[oe] [PATCH 2/2] fluidsynth: add ARM NEON support for sample interpolation

Wed Jan 25 20:06:03 UTC 2017

Signed-off-by: Andreas Müller <schnitzeltony at googlemail.com>
---
 ...e_dsp_interpolate_4th_order-make-use-of-A.patch | 158 +++++++++++++++++++++
 .../fluidsynth/fluidsynth_1.1.6.bb                 |   5 +-
 2 files changed, 162 insertions(+), 1 deletion(-)
 create mode 100644 meta-multimedia/recipes-multimedia/fluidsynth/files/0001-fluid_rvoice_dsp_interpolate_4th_order-make-use-of-A.patch

diff --git a/meta-multimedia/recipes-multimedia/fluidsynth/files/0001-fluid_rvoice_dsp_interpolate_4th_order-make-use-of-A.patch b/meta-multimedia/recipes-multimedia/fluidsynth/files/0001-fluid_rvoice_dsp_interpolate_4th_order-make-use-of-A.patch
new file mode 100644
index 0000000..855f641
--- /dev/null
+++ b/meta-multimedia/recipes-multimedia/fluidsynth/files/0001-fluid_rvoice_dsp_interpolate_4th_order-make-use-of-A.patch
@@ -0,0 +1,158 @@
+From 6cf151bd571ab6288ab0bfa7bc4c854bef012183 Mon Sep 17 00:00:00 2001
+From: =?UTF-8?q?Andreas=20M=C3=BCller?= <schnitzeltony at googlemail.com>
+Date: Mon, 23 Jan 2017 19:32:06 +0100
+Subject: [PATCH] fluid_rvoice_dsp_interpolate_4th_order: make use of ARM NEON
+ intriniscs
+MIME-Version: 1.0
+Content-Type: text/plain; charset=UTF-8
+Content-Transfer-Encoding: 8bit
+
+Upstream-Status: Pending
+
+Signed-off-by: Andreas Müller <schnitzeltony at googlemail.com>
+---
+ src/rvoice/fluid_rvoice_dsp.c | 87 ++++++++++++++++++++++++++++++++++++++++++-
+ 1 file changed, 86 insertions(+), 1 deletion(-)
+
+diff --git a/src/rvoice/fluid_rvoice_dsp.c b/src/rvoice/fluid_rvoice_dsp.c
+index df7da50..ca4a807 100644
+--- a/src/rvoice/fluid_rvoice_dsp.c
++++ b/src/rvoice/fluid_rvoice_dsp.c
+@@ -22,6 +22,9 @@
+ #include "fluid_phase.h"
+ #include "fluid_rvoice.h"
+ #include "fluid_sys.h"
++#ifdef __ARM_NEON__
++#include <arm_neon.h>
++#endif
+ 
+ /* Purpose:
+  *
+@@ -279,13 +282,19 @@ fluid_rvoice_dsp_interpolate_4th_order (fluid_rvoice_dsp_t *voice)
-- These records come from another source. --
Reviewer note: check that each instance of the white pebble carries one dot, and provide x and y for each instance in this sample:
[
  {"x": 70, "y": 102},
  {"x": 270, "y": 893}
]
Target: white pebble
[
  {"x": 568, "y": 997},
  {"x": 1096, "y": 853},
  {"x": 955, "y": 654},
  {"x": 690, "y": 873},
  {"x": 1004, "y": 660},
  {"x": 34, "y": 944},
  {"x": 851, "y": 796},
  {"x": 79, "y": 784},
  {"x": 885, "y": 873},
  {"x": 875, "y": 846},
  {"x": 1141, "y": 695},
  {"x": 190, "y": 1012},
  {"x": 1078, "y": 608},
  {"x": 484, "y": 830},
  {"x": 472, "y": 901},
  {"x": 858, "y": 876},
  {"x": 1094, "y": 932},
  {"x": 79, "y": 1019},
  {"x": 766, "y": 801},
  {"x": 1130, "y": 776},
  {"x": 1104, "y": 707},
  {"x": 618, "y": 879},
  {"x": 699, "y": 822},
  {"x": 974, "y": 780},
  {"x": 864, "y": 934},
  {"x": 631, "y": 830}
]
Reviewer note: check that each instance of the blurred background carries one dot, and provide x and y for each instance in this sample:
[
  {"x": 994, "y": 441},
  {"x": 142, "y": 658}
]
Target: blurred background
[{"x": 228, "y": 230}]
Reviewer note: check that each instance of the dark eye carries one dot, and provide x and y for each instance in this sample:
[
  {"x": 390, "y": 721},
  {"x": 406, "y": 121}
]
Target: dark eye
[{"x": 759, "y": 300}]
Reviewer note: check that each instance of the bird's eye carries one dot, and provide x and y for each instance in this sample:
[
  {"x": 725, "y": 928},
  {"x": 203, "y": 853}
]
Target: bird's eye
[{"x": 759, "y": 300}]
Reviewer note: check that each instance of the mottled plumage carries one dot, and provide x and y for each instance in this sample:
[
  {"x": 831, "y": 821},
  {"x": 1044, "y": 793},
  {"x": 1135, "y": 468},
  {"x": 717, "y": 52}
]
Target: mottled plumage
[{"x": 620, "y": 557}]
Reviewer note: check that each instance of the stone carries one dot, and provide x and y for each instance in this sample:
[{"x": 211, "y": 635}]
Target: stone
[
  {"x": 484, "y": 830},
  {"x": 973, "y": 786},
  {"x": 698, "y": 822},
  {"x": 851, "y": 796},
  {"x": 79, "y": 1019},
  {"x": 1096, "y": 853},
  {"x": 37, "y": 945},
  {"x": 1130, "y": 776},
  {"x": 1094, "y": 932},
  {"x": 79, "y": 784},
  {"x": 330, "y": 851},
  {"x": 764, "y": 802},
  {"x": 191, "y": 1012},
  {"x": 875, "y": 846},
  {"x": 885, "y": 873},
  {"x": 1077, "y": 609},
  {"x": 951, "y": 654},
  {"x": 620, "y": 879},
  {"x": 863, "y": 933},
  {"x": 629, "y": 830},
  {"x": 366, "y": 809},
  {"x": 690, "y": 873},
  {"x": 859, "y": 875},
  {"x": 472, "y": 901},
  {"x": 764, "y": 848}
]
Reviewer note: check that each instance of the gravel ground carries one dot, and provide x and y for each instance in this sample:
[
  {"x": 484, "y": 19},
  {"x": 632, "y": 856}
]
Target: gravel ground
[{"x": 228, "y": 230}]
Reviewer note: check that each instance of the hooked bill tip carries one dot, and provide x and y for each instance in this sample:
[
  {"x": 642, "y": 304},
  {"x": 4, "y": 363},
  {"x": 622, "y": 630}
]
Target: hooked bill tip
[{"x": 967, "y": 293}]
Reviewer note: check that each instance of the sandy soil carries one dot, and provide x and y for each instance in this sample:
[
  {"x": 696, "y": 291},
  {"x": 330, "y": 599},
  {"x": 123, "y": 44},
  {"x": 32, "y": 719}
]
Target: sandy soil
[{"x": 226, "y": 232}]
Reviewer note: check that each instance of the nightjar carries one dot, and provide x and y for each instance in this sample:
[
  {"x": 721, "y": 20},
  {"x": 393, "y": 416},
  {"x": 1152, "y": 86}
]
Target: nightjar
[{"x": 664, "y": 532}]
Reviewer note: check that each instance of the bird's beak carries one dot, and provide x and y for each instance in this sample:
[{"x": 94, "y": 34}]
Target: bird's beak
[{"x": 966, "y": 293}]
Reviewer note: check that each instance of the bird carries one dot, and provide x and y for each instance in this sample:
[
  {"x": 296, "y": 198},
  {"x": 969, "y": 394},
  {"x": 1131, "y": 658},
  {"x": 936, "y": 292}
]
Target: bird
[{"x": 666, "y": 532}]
+   fluid_phase_t dsp_phase_incr;
+   short int *dsp_data = voice->sample->data;
+   fluid_real_t *dsp_buf = voice->dsp_buf;
++#if defined(__ARM_NEON__) && defined(WITH_FLOAT)
++  float32x4_t dsp_amp = vdupq_n_f32(voice->amp);
++  float32x4_t dsp_amp_incr = vdupq_n_f32(voice->amp_incr);
++  float32x4_t coeffs;
++#else
+   fluid_real_t dsp_amp = voice->amp;
+   fluid_real_t dsp_amp_incr = voice->amp_incr;
++  fluid_real_t *coeffs;
++#endif
+   unsigned int dsp_i = 0;
+   unsigned int dsp_phase_index;
+   unsigned int start_index, end_index;
+   short int start_point, end_point1, end_point2;
+-  fluid_real_t *coeffs;
+   int looping;
+ 
+   /* Convert playback "speed" floating point value to phase index/fract */
+@@ -327,11 +336,22 @@ fluid_rvoice_dsp_interpolate_4th_order (fluid_rvoice_dsp_t *voice)
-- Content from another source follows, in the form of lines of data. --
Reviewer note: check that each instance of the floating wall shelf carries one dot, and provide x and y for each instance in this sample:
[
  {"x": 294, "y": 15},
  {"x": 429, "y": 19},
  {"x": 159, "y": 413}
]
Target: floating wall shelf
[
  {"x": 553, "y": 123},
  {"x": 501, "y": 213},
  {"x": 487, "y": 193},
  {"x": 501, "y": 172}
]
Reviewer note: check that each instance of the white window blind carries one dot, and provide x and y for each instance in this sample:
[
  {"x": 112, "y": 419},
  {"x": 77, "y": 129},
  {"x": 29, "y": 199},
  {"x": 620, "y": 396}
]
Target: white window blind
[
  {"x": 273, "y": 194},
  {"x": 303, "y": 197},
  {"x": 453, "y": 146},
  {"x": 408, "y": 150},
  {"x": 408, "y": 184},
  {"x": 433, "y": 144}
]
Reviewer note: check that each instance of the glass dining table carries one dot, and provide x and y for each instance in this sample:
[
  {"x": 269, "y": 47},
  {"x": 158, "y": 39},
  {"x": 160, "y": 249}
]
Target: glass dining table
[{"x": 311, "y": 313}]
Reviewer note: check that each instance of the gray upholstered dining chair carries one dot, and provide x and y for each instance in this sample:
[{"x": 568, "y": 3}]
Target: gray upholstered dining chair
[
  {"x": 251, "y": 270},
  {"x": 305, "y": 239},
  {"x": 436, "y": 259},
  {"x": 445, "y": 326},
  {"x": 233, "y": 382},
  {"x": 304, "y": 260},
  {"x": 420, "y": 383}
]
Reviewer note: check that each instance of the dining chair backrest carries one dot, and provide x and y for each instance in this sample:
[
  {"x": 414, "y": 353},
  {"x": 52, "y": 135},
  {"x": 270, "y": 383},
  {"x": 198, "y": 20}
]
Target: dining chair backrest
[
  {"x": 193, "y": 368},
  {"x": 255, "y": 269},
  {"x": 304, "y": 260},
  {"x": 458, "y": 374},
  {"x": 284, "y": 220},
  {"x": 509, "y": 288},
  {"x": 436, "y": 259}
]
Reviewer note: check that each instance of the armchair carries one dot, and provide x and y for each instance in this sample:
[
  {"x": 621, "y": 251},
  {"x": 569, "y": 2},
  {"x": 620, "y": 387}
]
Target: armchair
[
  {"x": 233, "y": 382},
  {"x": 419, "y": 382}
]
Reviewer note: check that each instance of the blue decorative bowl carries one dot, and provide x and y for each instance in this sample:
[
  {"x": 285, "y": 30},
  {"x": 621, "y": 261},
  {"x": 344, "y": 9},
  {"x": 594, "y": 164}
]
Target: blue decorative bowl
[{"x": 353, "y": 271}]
+     /* interpolate first sample point (start or loop start) if needed */
+     for ( ; dsp_phase_index == start_index && dsp_i < FLUID_BUFSIZE; dsp_i++)
+     {
++#if defined(__ARM_NEON__) && defined(WITH_FLOAT)
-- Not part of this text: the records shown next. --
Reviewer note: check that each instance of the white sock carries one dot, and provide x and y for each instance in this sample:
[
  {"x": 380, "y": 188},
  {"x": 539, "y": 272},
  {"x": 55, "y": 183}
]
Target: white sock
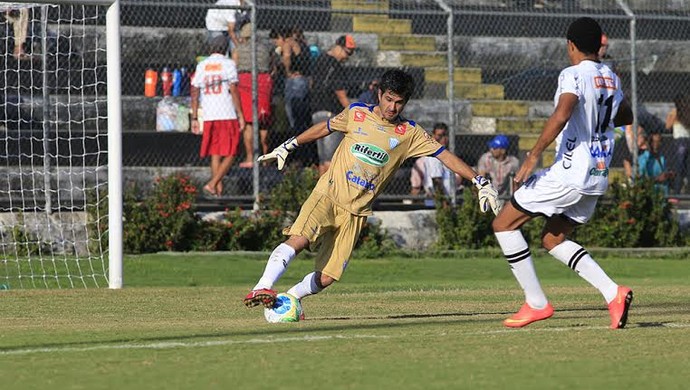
[
  {"x": 519, "y": 258},
  {"x": 275, "y": 267},
  {"x": 306, "y": 287},
  {"x": 577, "y": 258}
]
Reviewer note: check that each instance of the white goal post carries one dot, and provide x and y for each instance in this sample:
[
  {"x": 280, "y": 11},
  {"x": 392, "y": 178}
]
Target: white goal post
[{"x": 42, "y": 184}]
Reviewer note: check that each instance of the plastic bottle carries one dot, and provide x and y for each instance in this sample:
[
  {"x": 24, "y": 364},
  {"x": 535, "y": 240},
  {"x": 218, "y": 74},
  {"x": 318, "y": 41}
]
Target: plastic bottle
[
  {"x": 177, "y": 82},
  {"x": 150, "y": 82},
  {"x": 184, "y": 80},
  {"x": 166, "y": 81}
]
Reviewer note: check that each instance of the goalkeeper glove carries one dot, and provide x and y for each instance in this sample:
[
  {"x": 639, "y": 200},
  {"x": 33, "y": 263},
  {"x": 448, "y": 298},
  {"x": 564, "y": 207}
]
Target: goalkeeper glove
[
  {"x": 280, "y": 153},
  {"x": 488, "y": 196}
]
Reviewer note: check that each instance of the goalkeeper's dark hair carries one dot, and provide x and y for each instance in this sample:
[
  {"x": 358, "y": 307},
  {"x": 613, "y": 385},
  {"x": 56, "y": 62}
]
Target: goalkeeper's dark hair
[
  {"x": 399, "y": 82},
  {"x": 218, "y": 44},
  {"x": 585, "y": 33}
]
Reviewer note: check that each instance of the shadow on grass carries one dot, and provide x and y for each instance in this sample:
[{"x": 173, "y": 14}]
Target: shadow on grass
[{"x": 393, "y": 322}]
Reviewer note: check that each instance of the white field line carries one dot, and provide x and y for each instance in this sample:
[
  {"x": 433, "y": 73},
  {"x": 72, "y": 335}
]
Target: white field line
[{"x": 269, "y": 340}]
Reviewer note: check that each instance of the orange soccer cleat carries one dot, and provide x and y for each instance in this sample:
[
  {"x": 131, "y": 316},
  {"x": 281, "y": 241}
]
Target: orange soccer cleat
[
  {"x": 526, "y": 315},
  {"x": 263, "y": 296},
  {"x": 618, "y": 308}
]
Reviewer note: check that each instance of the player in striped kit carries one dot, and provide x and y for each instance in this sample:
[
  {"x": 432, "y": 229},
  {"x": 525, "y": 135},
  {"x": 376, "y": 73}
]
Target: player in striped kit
[
  {"x": 214, "y": 89},
  {"x": 589, "y": 104}
]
++      coeffs = vld1q_f32(interp_coeff[fluid_phase_fract_to_tablerow (dsp_phase)]);
++      int16x4_t vdsp_data_i16 = vld1_s16(&dsp_data[dsp_phase_index-1]);
++      vdsp_data_i16 = vld1_lane_s16(&start_point, vdsp_data_i16, 0);
++      float32x4_t vdsp_data = vcvtq_f32_s32(vmovl_s16(vdsp_data_i16));
++      vdsp_data *= coeffs;
++      vdsp_data *= dsp_amp;
++      float32x2_t sum2 = vadd_f32(vget_high_f32(vdsp_data), vget_low_f32(vdsp_data));
++      dsp_buf[dsp_i] = vget_lane_f32(vpadd_f32(sum2, sum2), 0);
++#else
+       coeffs = interp_coeff[fluid_phase_fract_to_tablerow (dsp_phase)];
+       dsp_buf[dsp_i] = dsp_amp * (coeffs[0] * start_point
+ 				  + coeffs[1] * dsp_data[dsp_phase_index]
+ 				  + coeffs[2] * dsp_data[dsp_phase_index+1]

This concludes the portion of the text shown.